Par Maëlle Besnard et Nathalie Simon-Clerc
François Lubrina joue son va-tout. L’élu sortant a profité de la tribune des célébrations du 8 mai pour faire campagne, et arranguer les anciens combattants, au coeur de son électorat. Tête de liste de l’UMP en 2009, il se retrouve aujourd’hui lâché par ses anciens colistiers, présents sur deux autres listes. Néanmoins, le vétérinaire se fait fort de remporter cette difficile bataille, et conserver son mandat pour tenir tête aux autorités consulaires et diplomatiques.
« Je veux vous défendre », lance François Lubrina. L’homme aux méthodes contestées, mène un difficile combat électoral, qui pourrait être le dernier, décalée par rapport à ses concurrents. Alors que le vote par internet remporte un vif succès, l’élu sortant fait campagne sans site web ni facebook. Selon lui, cette technologie ne sert à rien, car « les jeunes qui passent leur temps sur internet, ne sont pas inscrits sur les listes électorales ». Il préfère le contact des Français qu’il connait bien, ceux des associations d’anciens combattants notamment. Et l’homme y est à l’aise. Il en rajoute, tape dans le dos de l’un, trinque avec un autre.

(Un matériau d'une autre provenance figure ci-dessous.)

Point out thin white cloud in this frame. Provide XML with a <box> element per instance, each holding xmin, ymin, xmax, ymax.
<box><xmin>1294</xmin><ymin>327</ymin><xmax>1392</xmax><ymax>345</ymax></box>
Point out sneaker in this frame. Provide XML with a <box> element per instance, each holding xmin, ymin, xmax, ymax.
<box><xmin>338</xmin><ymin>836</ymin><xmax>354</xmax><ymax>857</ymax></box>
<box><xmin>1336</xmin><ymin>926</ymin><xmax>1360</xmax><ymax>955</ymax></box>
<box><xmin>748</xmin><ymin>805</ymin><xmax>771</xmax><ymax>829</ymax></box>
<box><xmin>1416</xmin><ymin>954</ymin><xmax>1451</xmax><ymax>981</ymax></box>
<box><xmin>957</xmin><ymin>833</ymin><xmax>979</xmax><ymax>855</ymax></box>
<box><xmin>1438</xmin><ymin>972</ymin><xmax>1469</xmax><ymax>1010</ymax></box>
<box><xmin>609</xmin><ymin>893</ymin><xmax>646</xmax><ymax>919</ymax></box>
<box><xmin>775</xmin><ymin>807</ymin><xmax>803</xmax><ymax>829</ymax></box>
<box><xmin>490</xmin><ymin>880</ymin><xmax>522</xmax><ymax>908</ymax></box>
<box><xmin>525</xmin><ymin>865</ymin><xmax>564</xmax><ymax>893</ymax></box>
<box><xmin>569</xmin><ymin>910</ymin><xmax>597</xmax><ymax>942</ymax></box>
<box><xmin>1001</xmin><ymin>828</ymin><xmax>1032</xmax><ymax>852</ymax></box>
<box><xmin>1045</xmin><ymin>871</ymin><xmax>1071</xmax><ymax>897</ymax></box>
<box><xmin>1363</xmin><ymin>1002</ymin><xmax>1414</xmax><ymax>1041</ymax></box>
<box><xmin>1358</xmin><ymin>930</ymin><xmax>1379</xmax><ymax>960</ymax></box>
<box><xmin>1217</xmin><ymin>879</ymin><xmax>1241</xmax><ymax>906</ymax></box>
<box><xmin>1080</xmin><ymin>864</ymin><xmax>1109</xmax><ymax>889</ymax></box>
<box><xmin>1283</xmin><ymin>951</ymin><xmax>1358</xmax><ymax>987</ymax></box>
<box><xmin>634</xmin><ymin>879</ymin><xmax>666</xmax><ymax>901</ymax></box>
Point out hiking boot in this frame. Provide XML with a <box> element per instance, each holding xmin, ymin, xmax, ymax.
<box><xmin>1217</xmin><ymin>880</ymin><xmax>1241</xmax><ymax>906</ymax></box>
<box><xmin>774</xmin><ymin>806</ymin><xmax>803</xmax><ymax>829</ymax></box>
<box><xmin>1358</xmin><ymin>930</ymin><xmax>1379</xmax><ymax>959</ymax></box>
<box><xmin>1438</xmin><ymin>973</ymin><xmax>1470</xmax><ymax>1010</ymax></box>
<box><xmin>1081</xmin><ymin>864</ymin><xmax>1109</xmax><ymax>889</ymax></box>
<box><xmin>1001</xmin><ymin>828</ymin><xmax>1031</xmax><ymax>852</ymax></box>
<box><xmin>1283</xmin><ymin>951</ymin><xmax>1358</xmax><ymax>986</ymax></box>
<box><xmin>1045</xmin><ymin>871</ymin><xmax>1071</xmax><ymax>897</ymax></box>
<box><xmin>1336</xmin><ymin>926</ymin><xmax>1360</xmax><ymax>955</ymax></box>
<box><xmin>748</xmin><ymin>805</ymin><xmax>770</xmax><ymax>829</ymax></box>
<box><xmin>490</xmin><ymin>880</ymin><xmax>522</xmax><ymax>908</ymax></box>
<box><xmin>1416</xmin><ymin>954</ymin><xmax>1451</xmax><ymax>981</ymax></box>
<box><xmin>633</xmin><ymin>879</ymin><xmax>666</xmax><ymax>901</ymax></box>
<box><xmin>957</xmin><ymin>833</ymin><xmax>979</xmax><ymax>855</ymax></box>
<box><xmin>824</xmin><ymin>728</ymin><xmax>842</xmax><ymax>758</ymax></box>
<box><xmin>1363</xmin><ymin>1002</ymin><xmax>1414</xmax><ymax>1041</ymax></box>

Le conseiller sortant se targue de faire campagne directement auprès des gens, sans organiser de réunion comme les autres listes. Selon lui, les autres candidats ne sont pas suffisamment proches des Français de la circonscription. « Ce qui différencie les candidats ce n’est pas les programmes, tout le monde est pour la vertu, ce qui va les différencier c’est la capacité à monter au créneau, à se battre », explique-t-il. « Les élections, ce n’est pas la ligue d’improvisation, il faut connaître les problèmes de la communauté », ajoute-t-il en visant ses jeunes adversaires qu’il juge inexpérimentés. Sa proximité avec les Français du Québec est le fer de lance du discours du candidat. Il reproche aux autres candidats d’être déconnectés de la réalité et de faire des propositions désuètes, au lieu d’être sur le terrain
La communauté, il la pratique depuis 44 ans maintenant, alors qu’il venait poursuivre ses études vétérinaires au Québec. Il est de tous les combats, jusqu’à exaspérer les autorités consulaires et diplomatiques. Bourses scolaires, reconnaissance des diplômes, « oubliés de Buffalo« , Français Lubrina est sur tous les fronts, « incontrôlable » diront certains. En 2010, il mène la charge contre son propre camp (Nicolas Sarkozy, président de la République, veut réduire les effectifs et les services consulaires au consulat de Moncton), et exige le maintien de la délivrance des passeports à Moncton. Avec Anne-Lise Blin, aujourd’hui candidate, il monte une association pour défendre les Français des provinces atlantiques.
« Défendre », « se battre », sont les maitre-mots de la campagne de ce vétérinaire de 66 ans, qui tente de conserver son mandat pour une troisième fois. Exclu de l’UMP en 2012 pour avoir tourné le dos à Frédéric Lefebvre élu député en 2013, l’homme est très contesté pour ses méthodes que beaucoup désapprouvent. On le soupçonne même d’être l’initiateur de listes « fantômes » dans la belle province. « Le crime est signé », avait asséné Ange Sitbon, le directeur des élections de l’UMP, lors du dépôt des listes. Sa liste « La Droite Unie » est au coeur des rumeurs. Elle soutient l’UMP qui pourtant ne la soutient pas. Son affiche électorale, placardée dans le local des anciens combattants, fait la part belle à Alain Juppé, qui a passé quelques années au Québec, mais qui a pourtant écrit qu’il soutenait la liste de Michaël Pilater.
Après avoir serré quelques mains, l’élu sortant range soigneusement son écharpe tricolore, symbole de la République selon lui, car il compte bien l’utiliser encore six ans de plus.